Stemming vs Lemmatization

Truncate a word to its root or base unit

Aditya Beri
Towards Data Science

--

Stemming and Lemmatization are text normalization techniques within the field of Natural language Processing that are used to prepare text, words, and documents for further processing. In this blog, you may study stemming and lemmatization in an exceedingly practical approach covering the background, applications of stemming and lemmatization, and the way to stem and lemmatize words, sentences and documents using the Python nltk package which is the natural language package provided by Python

In natural language processing, you may want your program to acknowledge that the words “kick” and “kicked” are just different tenses of the same verb. this can be the concept of reducing different kinds of a word to a core root.

Stemming

Stemming is the process of producing morphological variants of a root/base word. Stemming programs are commonly referred to as stemming algorithms or stemmers.

Often when searching text for a certain keyword, it helps if the search returns variations of the word. For instance, searching for “boat” might also return “boats” and “boating”. Here, “boat” would be the stem for [boat, boater, boating, boats].

Stemming is a somewhat crude method for cataloging related words; it essentially chops off letters from the end until the stem is reached. This works fairly well in most cases, but unfortunately English has many exceptions where a more sophisticated process is required. In fact, spaCy doesn’t include a stemmer, opting instead to rely entirely on lemmatization.

Porter Stemmer

One of the most common — and effective — stemming tools is Porter’s Algorithm developed by Martin Porter in 1980. The algorithm employs five phases of word reduction, each with its own set of mapping rules. In the first phase, simple suffix mapping rules are defined, such as:

# Import the toolkit and the full Porter Stemmer library
import nltk

from nltk.stem.porter import *
p_stemmer = PorterStemmer()words = ['run','runner','running','ran','runs','easily','fairly']for word in words:
print(word+' --> '+p_stemmer.stem(word))

Output

run --> run
runner --> runner
running --> run
ran --> ran
runs --> run
easily --> easili
fairly --> fairli

Note how the stemmer recognizes “runner” as a noun, not a verb form or participle. Also, the adverbs “easily” and “fairly” are stemmed to the unusual root “easili” and “fairli”

Snowball Stemmer

This is somewhat of a misnomer, as Snowball is the name of a stemming language developed by Martin Porter. The algorithm used here is more accurately called the “English Stemmer” or “Porter2 Stemmer”. It offers a slight improvement over the original Porter stemmer, both in logic and speed. Since nltk uses the name SnowballStemmer, we’ll use it here.
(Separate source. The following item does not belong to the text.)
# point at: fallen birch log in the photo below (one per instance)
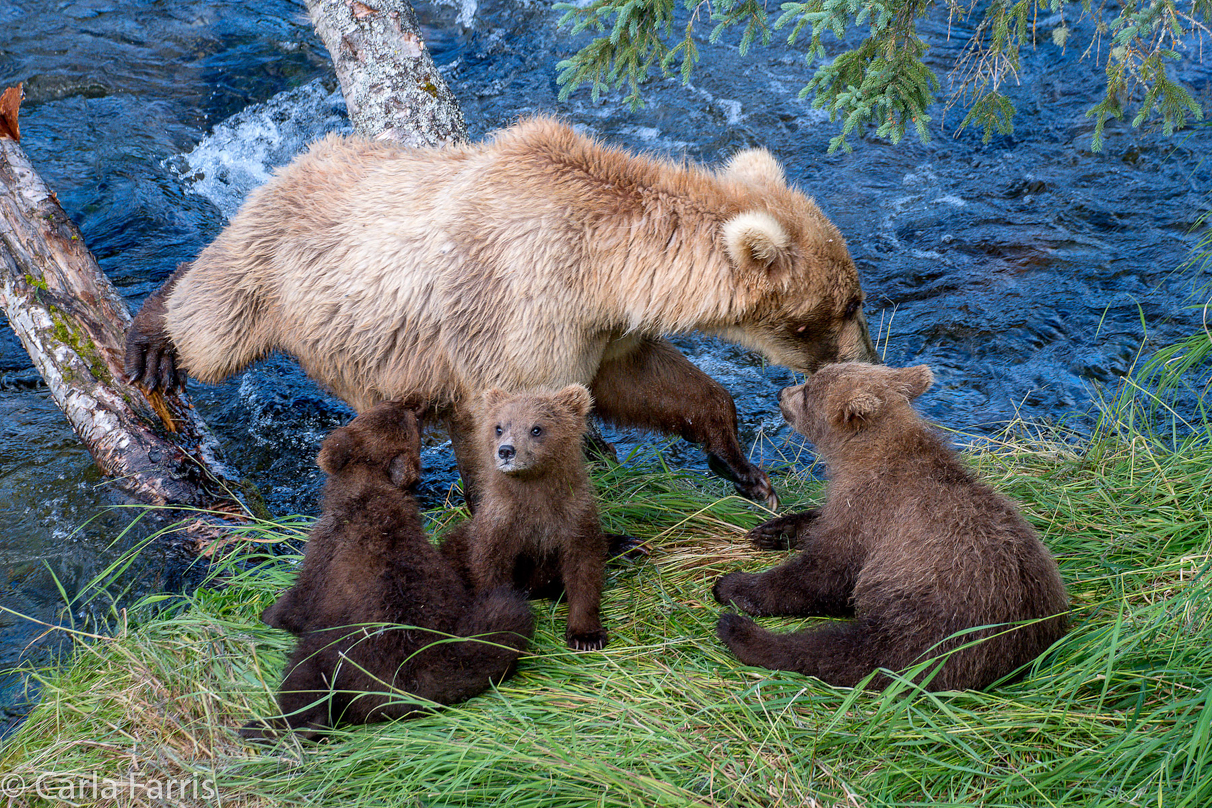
(72, 320)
from nltk.stem.snowball import SnowballStemmer

# The Snowball Stemmer requires that you pass a language parameter
s_stemmer = SnowballStemmer(language='english')
words = ['run','runner','running','ran','runs','easily','fairly'for word in words:
print(word+' --> '+s_stemmer.stem(word))

Output

run --> run
runner --> runner
running --> run
ran --> ran
runs --> run
easily --> easili
fairly --> fair

In this case, the stemmer performed the same as the Porter Stemmer, with the exception that it handled the stem of “fairly” more appropriately with “fair”
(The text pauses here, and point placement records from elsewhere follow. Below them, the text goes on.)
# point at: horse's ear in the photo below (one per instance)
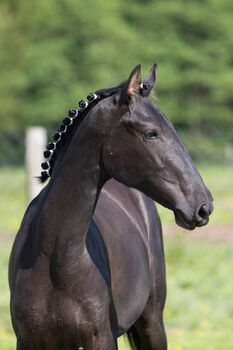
(132, 86)
(149, 81)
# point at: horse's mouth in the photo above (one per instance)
(182, 221)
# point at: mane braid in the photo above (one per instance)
(69, 124)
Stemming has its drawbacks. If given the token saw, stemming might always return saw, whereas lemmatization would likely return either see or saw depending on whether the use of the token was as a verb or a noun

Lemmatization

In contrast to stemming, lemmatization looks beyond word reduction and considers a language’s full vocabulary to apply a morphological analysis to words. The lemma of ‘was’ is ‘be’ and the lemma of ‘mice’ is ‘mouse’.

Lemmatization is typically seen as much more informative than simple stemming, which is why Spacy has opted to only have Lemmatization available instead of Stemming

Lemmatization looks at surrounding text to determine a given word’s part of speech, it does not categorize phrases.

# Perform standard imports:
import spacy
nlp = spacy.load('en_core_web_sm')
def show_lemmas(text):
for token in text:
print(f'{token.text:{12}} {token.pos_:{6}} {token.lemma:<{22}} {token.lemma_}')

Here we’re using an f-string to format the printed text by setting minimum field widths and adding a left-align to the lemma hash value.

doc = nlp(u"I saw eighteen mice today!")

show_lemmas(doc)

Output

I            PRON   561228191312463089     -PRON-
saw VERB 11925638236994514241 see
eighteen NUM 9609336664675087640 eighteen
mice NOUN 1384165645700560590 mouse
today NOUN 11042482332948150395 today
! PUNCT 17494803046312582752 !

Notice that the lemma of `saw` is `see`, `mice` is the plural form of `mouse`, and yet `eighteen` is its own number, *not* an expanded form of `eight`.

CONCLUSION

One thing to note about lemmatization is that it is harder to create a lemmatizer in a new language than it is a stemming algorithm because we require a lot more knowledge about structure of a language in lemmatizers.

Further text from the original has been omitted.